Structural and Mechanical Effects of Calcium on the Lipid Bilayer

Abstract

Calcium is a ubiquitous divalent cation involved in fundamental biochemical and biophysical processes. Its integral roles in cell signaling, protein-mediated fusion, and action potential propagation have been well studied with a variety of techniques. Calcium is also commonly maintained at strong asymmetric concentration gradients, which often span several orders of magnitude, across mammalian cell membranes in proper physiological conditions. Yet, there has been a comparative lack of investigation of the effect of divalent cations on lipid bilayer structure and mechanical properties.

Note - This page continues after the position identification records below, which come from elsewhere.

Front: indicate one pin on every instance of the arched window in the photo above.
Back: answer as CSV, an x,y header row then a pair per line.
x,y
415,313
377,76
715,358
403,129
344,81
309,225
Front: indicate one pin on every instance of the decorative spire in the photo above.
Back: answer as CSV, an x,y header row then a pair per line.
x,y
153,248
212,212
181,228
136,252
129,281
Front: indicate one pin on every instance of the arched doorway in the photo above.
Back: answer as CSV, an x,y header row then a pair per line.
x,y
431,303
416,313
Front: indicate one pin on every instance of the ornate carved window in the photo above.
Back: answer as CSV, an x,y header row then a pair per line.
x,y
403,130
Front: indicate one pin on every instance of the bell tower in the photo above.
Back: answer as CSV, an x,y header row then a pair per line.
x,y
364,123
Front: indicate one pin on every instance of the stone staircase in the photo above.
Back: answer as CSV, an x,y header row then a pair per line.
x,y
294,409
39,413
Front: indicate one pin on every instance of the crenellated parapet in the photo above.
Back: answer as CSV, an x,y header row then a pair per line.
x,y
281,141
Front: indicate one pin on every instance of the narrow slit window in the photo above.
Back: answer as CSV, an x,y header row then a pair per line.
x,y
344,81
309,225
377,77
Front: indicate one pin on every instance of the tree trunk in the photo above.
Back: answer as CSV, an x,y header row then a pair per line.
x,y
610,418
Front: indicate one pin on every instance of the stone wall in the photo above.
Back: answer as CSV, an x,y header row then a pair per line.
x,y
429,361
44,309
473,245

Of the few studies done, experimental methods are limited to undefined resolutions and indirect spectroscopic or fluorescent techniques. This is in part due to the inherent difficulty in preparing well aligned samples with ions for high resolution experiments; common multilayer preparation techniques are subject to miscibility limits and sample segregation. Computationally, molecular dynamics simulations have predicted a calcium “condensing” effect that is associated with bilayer thickening and increased hydrocarbon chain order. However, these methods are limited by still-developing approaches to modeling divalent cation structure and interactions. Here, we report lamellar x-ray diffraction measurements of lipid bilayer thickness in partially charged multilayers containing calcium. Additionally, we report an apparent calcium-induced mechanical softening effect in giant unilamellar vesicles (GUVs) as measured by micropipette aspiration. This effect is marked by a measurable reduction in the elastic stretching coefficient of GUVs in calcium-rich environments. Both the thickening and mechanical softening effects may be important for proteins and molecules that couple directly to the lipid bilayer in physiological calcium concentrations. Future investigations involving PG-containing membranes and bacterial protoplasts may help lead to a better understanding of how invading bacteria thrive in calcium-rich environments, or if calcium-rich membrane domains have some non-trivial influence on the mechanisms of antibiotics and/or host defense antimicrobial peptides.